Ursus und Nadeschkin stehen seit 24 Jahren gemeinsam auf der Bühne. Mit dem erfolgreichsten Clownpaar der Schweiz ein ernsthaftes Interview zu führen, ist gar nicht so einfach – wir versuchten es trotzdem.

Wisst ihr nach all den Jahren auf der Bühne überhaupt noch, warum die Leute über euch lachen?
Nadeschkin: Lustigerweise wissen wir das immer weniger. Man neigt ja eigentlich dazu, dass man gern wüsste, wie es geht, wie der Humor funktioniert. Weil das einen beruhigen würde. Aber sobald man meint, man hätte den Trick raus, dann funktioniert es nicht mehr.
Ursus: Aber wir wundern uns eigentlich sowieso je länger, je mehr, warum uns so viele Leute lustig finden, ganz im Ernst.

Wie meinen Sie das?
Ursus: Wir werden immer schräger und skurriler mit dem Alter.
Nadeschkin: Früher waren wir zwar auch schon schräg, aber wir sind jetzt wieder mutiger als vor zehn Jahren.
Ursus: Natürlich haben wir auch kommerzielle Seiten, die fernsehtauglich sind. Aber gerade bei Live-Auftritten haben wir Sachen drin, die etwas sperrig sind und bei denen man vielleicht nicht auf Anhieb den Witz versteht. Manchmal habe ich das Gefühl, die Leute überhören das ...
Nadeschkin: ... sie vertrauen uns, dass es am Schluss dann doch noch lustig ist ...
Ursus: ... viele denken: Das kommt schon gut, die wissen ja schon, was sie machen (lacht).

Könnt ihr ein Beispiel machen?
Nadeschkin: Ich habe einmal eine Pointe angepeilt, die gar keine ist. Urs erzählte etwas von einer Wüste. Ich fragte, ob es die gleiche Wüste sei und spielte damit auf einen Witz an, in dem zwei Enten durch die Wüste gehen. Er sagte: Nein, das sei jetzt auch wurst. Ich fragte: Ist es die gleiche oder nicht? Er meinte darauf wieder, dass das jetzt doch egal sei. Und so ging es hin und her, bis er sagt: Miinetwäge di gliich – und ich fange an zu lachen, als ob das eine Pointe wäre. Und der ganze Saal lachte mit, aber niemand wusste, warum.

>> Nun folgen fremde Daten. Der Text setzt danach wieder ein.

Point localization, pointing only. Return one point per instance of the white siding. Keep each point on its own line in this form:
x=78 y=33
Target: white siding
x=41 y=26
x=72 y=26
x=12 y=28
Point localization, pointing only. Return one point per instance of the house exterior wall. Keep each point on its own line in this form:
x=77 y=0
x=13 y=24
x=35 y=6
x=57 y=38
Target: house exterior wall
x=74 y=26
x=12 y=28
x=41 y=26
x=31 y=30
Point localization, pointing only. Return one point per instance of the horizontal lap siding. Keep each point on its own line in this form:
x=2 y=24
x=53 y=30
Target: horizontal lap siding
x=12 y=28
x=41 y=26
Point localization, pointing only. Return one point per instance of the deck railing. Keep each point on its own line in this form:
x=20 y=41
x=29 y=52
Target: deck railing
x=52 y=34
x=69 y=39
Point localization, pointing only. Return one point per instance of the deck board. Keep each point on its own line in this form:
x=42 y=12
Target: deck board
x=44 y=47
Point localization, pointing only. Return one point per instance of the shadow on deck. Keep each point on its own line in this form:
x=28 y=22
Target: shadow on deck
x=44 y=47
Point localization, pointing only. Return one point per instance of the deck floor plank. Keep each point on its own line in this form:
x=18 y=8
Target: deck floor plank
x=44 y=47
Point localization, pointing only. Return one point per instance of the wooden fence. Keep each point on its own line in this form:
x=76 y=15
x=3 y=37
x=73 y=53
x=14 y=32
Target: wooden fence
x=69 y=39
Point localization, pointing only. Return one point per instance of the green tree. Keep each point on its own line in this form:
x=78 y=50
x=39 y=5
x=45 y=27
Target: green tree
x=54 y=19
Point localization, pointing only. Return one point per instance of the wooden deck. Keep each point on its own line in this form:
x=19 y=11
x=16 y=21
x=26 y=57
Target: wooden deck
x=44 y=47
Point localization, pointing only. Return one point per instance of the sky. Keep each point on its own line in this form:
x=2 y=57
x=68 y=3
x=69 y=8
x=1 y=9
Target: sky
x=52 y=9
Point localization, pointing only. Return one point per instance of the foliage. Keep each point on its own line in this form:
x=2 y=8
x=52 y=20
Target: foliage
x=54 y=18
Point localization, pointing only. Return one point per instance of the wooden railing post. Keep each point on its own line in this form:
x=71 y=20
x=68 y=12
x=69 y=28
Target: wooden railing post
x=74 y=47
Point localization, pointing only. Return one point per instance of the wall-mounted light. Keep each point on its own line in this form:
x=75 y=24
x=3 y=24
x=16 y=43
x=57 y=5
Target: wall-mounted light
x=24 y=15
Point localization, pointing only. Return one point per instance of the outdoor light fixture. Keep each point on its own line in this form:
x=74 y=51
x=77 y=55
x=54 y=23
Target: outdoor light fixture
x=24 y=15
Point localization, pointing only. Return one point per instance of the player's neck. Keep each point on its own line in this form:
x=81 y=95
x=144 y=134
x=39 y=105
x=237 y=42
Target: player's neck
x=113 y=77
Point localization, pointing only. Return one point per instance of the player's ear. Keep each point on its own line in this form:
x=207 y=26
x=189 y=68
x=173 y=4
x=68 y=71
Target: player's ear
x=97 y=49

Was ist da der Trick dahinter?
Nadeschkin: Das ist reines Timing. Bei uns ist das generell so: Die Leute lachen oftmal nicht über unsere Witze, weil sie Sinn machen, sondern weil das Timing richtig ist.
Ursus: Wir bekommen immer wieder DVDs von Kindern, die an einem bunten Abend unsere Nummern nachgespielt und das aufgenommen haben. Da denke ich immer: Das ist ja furchtbar, was die da spielen, was wir spielen!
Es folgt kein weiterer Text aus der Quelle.